8 Enfin, elle souligne que le risque de confusion est d’autant plus élevé que la dénomination sociale de la requérante est «cadeau FOR 2», ce qui sera également nécessairement retenu par le consommateur.
9 La défenderesse a présenté des observations en réponse, faisant valoir que la conclusion de la décision attaquée était correcte et que le recours devait être rejeté, étant donné que les signes diffèrent sur les plans visuel, phonétique et conceptuel. Elle soutient que l’élément figuratif du signe contesté est accrocheur visuellement, différent du signe antérieur et ne sera pas immédiatement perçu comme un chiffre «4» étant donné qu’il ressemble à un chiffre stylisé «1». Le signe contesté sera lu comme «cadeau quatre un» ou «cadeau un». En outre, les couleurs «flashy» des signes en conflit ne présentent aucune ressemblance. Elle ajoute que les services contestés de «gestion des affaires commerciales dans le domaine du commerce électronique» compris dans la classe 35 sont différents des produits et services antérieurs, de sorte que l’article 8, paragraphe 1, point b), du RMUE ne saurait s’appliquer à ceux-ci en tout état de cause. Ces services de gestion commerciale sont fournis pour aider à des opérations administratives ou à la gestion d’une entreprise commerciale. Ils ne concernent pas les services antérieurs compris dans la classe 35 d’ «organisation et supervision d’activités promotionnelles», les «services de vente au détail dans le domaine des chèques- cadeaux, réduction et cartes d’épargne» ou l’ «intermédiation commerciale pour l’achat et la vente de produits, y compris les chèques-cadeaux et les bons-cadeaux et les cartes d’épargne».
Motifs
10 Le recours n’est pas fondé.
Article 8, paragraphe 1, point b), du RMUE
11 Conformément à l’article 8, paragraphe 1, point b), du RMUE, sur opposition du titulaire d’une marque antérieure, la marque demandée est refusée à l’enregistrement lorsqu’en raison de son identité ou de sa similitude avec la marque antérieure et en raison de l’identité ou de la similitude des produits ou des services que les deux marques désignent, il existe un risque de confusion dans l’esprit du public du territoire dans lequel la marque antérieure est protégée. Constitue un risque de confusion le risque que le public puisse croire que les produits ou services en cause proviennent de la même entreprise ou, le cas échéant, d’entreprises liées économiquement (22/06/1999, C-342/97, Lloyd Schuhfabrik, EU:C:1999:323, § 19; 29/09/1998, C-39/97, Canon,
EU:C:1998:442, § 17).
5
Comparaison des produits et services
12 En ce qui concerne l’article 8, paragraphe 1, point b), du RMUE, pour apprécier la similitude entre les produits ou services en cause, il y a lieu de tenir compte de tous les facteurs pertinents qui caractérisent le rapport entre ces produits ou services. Ces facteurs incluent, entre autres, leur nature, leur destination, leur utilisation, leurs utilisateurs finaux ainsi que leur caractère concurrent ou complémentaire (29/09/1998, C-39/97, Canon, EU:C:1998:442, § 23). D’autres facteurs peuvent également être pris en compte, tels que, par exemple, les canaux de distribution des produits concernés (11/07/2007, T-443/05, Pirañam,
EU:T:2007:219, § 37). La question déterminante est de savoir si le public pertinent percevra les produits pertinents comme ayant une origine commerciale commune (4/11/2003, T-85/02, Castillo, EU:T:2003:288, § 38).

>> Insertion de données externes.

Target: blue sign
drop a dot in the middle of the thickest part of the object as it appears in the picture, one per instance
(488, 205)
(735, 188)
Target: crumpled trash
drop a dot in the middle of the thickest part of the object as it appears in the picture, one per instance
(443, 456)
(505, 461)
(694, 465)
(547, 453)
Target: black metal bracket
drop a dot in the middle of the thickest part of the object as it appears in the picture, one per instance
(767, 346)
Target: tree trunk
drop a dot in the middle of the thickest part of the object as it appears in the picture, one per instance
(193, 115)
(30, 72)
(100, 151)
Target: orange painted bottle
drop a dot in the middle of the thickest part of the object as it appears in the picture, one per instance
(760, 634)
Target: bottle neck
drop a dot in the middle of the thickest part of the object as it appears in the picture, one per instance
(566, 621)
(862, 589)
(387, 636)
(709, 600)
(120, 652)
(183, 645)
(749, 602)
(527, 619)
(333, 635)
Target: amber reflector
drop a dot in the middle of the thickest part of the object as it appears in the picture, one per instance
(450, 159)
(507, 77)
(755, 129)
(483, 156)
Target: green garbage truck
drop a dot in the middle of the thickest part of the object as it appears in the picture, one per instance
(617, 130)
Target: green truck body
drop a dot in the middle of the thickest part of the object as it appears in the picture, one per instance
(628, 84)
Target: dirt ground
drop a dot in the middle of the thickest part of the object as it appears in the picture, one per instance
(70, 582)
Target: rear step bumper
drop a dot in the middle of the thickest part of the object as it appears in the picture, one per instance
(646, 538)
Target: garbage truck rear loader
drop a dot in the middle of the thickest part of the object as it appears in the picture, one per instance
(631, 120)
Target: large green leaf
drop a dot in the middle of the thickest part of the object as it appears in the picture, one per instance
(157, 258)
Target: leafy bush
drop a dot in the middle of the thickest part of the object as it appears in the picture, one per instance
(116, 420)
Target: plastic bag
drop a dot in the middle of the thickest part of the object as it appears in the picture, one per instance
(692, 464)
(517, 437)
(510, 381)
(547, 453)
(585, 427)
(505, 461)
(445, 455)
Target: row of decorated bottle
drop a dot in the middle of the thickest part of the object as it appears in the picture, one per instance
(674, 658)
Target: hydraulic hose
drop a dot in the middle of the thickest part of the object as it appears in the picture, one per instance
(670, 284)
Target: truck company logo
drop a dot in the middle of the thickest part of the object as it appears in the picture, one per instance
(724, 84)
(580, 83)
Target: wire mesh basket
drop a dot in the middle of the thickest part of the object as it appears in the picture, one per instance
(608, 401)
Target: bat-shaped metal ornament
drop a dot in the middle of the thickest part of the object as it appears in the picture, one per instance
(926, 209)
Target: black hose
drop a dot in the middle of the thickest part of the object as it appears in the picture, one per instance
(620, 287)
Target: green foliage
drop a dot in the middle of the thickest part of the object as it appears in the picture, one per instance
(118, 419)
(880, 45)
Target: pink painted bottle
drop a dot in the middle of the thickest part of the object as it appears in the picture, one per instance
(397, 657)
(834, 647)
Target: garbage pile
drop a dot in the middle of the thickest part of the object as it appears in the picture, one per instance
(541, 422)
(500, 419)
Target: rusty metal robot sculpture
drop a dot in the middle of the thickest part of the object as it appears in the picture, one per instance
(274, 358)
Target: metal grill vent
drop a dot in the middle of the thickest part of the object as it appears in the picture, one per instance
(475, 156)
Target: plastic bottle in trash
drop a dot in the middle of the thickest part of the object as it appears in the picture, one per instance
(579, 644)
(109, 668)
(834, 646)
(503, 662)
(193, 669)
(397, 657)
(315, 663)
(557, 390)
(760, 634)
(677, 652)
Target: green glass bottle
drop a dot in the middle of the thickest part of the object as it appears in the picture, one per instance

13 Le caractère complémentaire de produits ou de services ne comprend pas seulement une situation dans laquelle deux produits ou services peuvent être utilisés côte à côte, mais exige qu’il existe un lien étroit entre ces produits ou services, en ce sens que l’un est indispensable ou important pour l’usage de l’autre (7/02/2006, T-202/03, Comp USA, EU:T:2006:44, § 46; 11/07/2007, T- 443/05, PiraÑAM, EU:T:2007:219, § 48).
14 Dans la décision attaquée, la division d’opposition n’a pas procédé à la comparaison des produits et services en conflit et a plutôt procédé à l’hypothèse qu’ils étaient identiques ou similaires par souci d’économie de procédure.
15 Toutefois, cela ne résiste pas à l’examen de tous les produits en conflit. D’une part, les produits contestés «cartes-cadeaux codées» (en classe 9), «cartes- cadeaux» (en classe 16) et les services d’ «émission de cartes cadeaux de paiement» (compris dans la classe 36) sont très similaires, sinon identiques aux produits et services antérieurs compris dans les mêmes classes, par exemple
«cartes avec bande magnétique, puce ou autre installation intégrée pour le stockage et le traitement de données, y compris cartes-cadeaux» en classe 9,
«papier, carton et produits en ces matières, à savoir chèques-cadeaux et bons cadeaux» compris dans la classe 16.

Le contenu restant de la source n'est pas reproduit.